On the Fields front, his exasperation was obvious when he said “eff it” to being the quarterback that Eberflus and offensive coordinator Luke Getsy have been trying to turn him into, but Eberflus indicated that he hadn’t noticed that frustration bubbling up.

“I wouldn’t say that,” Eberflus said. “I would just say that having him be [flowing], having him be free is what we want.”

So he must’ve been surprised by Fields’ comments.

“No, I just want him to speak free,” said Eberflus, not directly answering the question. “I want him to be honest. I want him to be forthright with what he’s saying. And then, can we work through this together and get him to play free and have that flow?”

This season depends on it, and this season will count toward the Bears’ evaluation in a way that last season didn’t. Everyone knew what they were getting into last season when Poles offloaded big contracts in the opening stage of the rebuild, but this season came with expectations. Fields and others spoke openly about chasing a playoff spot.

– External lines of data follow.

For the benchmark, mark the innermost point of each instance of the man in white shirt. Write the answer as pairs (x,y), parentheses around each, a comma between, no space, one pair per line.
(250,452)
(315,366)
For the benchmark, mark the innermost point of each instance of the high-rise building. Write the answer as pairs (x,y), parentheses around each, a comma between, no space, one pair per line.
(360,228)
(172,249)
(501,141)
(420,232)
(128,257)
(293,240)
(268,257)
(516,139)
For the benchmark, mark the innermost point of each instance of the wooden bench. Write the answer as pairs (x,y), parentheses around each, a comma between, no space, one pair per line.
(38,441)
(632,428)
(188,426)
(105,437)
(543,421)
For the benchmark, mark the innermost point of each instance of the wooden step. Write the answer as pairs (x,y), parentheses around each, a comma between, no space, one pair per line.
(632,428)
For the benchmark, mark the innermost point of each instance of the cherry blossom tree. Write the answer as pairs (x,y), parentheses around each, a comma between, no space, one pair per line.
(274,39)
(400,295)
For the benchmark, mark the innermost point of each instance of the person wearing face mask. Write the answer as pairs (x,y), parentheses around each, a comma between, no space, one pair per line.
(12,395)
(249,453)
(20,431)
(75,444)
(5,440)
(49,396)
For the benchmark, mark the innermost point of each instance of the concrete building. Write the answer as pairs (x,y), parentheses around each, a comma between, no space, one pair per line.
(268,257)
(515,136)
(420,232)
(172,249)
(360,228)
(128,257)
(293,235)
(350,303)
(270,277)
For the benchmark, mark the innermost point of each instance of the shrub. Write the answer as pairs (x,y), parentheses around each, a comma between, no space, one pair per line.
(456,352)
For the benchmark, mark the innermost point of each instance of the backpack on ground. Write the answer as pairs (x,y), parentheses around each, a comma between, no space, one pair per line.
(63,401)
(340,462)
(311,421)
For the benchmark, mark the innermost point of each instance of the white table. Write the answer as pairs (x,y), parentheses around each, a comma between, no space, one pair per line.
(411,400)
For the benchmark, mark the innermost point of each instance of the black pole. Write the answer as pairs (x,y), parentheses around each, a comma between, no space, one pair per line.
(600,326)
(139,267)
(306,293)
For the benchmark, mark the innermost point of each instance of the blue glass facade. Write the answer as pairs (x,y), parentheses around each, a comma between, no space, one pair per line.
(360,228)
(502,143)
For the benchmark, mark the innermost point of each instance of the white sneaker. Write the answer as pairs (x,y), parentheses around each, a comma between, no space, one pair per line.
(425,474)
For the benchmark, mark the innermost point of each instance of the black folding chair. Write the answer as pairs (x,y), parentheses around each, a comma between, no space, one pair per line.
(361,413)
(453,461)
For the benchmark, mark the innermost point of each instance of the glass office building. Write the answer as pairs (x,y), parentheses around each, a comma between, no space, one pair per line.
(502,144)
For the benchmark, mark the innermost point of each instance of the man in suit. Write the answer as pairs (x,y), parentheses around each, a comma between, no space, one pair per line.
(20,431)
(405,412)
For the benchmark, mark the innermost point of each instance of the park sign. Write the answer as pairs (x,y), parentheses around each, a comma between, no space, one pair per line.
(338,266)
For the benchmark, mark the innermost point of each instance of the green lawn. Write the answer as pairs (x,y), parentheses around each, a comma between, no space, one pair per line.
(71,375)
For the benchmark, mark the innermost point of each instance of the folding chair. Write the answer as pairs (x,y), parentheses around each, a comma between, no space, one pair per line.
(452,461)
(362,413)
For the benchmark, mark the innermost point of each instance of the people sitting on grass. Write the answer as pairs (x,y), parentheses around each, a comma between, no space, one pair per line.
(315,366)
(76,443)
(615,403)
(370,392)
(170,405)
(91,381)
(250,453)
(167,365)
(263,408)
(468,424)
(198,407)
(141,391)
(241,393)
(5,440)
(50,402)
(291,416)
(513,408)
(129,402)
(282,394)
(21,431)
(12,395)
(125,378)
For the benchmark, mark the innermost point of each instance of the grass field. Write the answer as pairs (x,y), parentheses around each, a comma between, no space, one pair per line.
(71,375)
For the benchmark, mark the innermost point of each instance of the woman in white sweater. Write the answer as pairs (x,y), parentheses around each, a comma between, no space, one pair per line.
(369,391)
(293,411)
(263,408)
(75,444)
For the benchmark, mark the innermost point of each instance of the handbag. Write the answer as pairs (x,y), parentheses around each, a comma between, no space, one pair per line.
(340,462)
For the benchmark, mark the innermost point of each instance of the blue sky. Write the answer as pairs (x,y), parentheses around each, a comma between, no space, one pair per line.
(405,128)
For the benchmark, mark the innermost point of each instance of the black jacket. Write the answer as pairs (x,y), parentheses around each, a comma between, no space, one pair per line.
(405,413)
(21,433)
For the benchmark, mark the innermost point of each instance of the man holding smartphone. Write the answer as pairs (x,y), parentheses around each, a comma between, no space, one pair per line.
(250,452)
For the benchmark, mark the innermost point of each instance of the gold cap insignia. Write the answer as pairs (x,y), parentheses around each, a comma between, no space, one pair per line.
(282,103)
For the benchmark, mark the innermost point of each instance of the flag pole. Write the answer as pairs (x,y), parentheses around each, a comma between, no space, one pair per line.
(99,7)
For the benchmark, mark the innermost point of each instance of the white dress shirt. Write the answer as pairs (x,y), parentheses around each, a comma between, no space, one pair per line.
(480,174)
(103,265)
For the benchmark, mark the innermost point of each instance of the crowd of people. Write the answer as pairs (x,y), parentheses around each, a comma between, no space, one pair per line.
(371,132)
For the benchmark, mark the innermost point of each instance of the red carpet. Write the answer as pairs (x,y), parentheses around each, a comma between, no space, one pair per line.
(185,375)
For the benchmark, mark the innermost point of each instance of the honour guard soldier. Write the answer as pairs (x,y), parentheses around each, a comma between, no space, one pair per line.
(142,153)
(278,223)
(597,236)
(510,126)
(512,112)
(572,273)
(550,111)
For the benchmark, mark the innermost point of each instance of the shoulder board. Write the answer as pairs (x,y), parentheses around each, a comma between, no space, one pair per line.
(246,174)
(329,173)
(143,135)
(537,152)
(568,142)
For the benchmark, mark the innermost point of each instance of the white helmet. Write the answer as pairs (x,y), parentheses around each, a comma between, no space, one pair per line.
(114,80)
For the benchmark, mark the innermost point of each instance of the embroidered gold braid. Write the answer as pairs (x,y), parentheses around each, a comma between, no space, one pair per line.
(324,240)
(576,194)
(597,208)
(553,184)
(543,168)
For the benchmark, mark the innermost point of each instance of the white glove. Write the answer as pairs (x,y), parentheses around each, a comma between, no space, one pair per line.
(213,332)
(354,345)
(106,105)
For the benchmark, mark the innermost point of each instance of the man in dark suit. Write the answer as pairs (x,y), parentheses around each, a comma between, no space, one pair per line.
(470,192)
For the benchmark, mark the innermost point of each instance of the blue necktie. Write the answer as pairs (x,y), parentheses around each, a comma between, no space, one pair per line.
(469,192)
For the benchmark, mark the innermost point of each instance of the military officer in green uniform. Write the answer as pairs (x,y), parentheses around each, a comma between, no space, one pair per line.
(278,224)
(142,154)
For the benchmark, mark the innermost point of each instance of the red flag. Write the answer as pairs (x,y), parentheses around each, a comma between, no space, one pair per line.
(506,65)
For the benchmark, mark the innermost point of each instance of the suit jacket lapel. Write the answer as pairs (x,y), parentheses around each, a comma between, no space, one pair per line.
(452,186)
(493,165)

It would’ve been much better to “work through this together” before the season rather than during it. This is quite a time for a reset.

The Bears are one of nine 0-2 teams, and of that group, they have the worst point differential at minus-28. Fields’ 70.7 passer rating is worse than his rookie-year rating and ranks 26th in the NFL.

Fields later gathered reporters at his locker — extremely rare for NFL quarterbacks — hours later to push back on the perception that he was blaming his “robotic” play on his coaches.

“I need to play better,” he said on his second try. “That’s it, point-blank. That’s what I should’ve said in the first place.”

Getsy gets a turn to address the situation Thursday, and he’ll likely downplay it as a non-event like he usually does, but Eberflus must get more involved immediately. It’s the Bears’ most important on-field issue.

It was essential to his approach to the job that he’d be a CEO-style coach who could manage every facet of the team rather than become overly engrossed in his specialty, which is defense. This is exactly the scenario in which that philosophy would be advantageous, allowing him to address a major problem with the most important player on the team.

Except that Eberflus is filling in as defensive coordinator and using up part of his time trying to calm everything down. He’s being pulled by several emergencies at once and compartmentalizing whatever is going on with Williams, his friend.

Strictly from a football standpoint, he’s down to only a few days to get his fledgling quarterback firing and also to figure out how to stop — or at least slow down — one of the all-time greats in Mahomes.

That’s what this job entails. Being able to manage all this at once is what separates good coordinators from good head coaches.

It’s a lot, and as the Bears have seen over the years, not everyone is up to it. They’re about to find out if Eberflus is.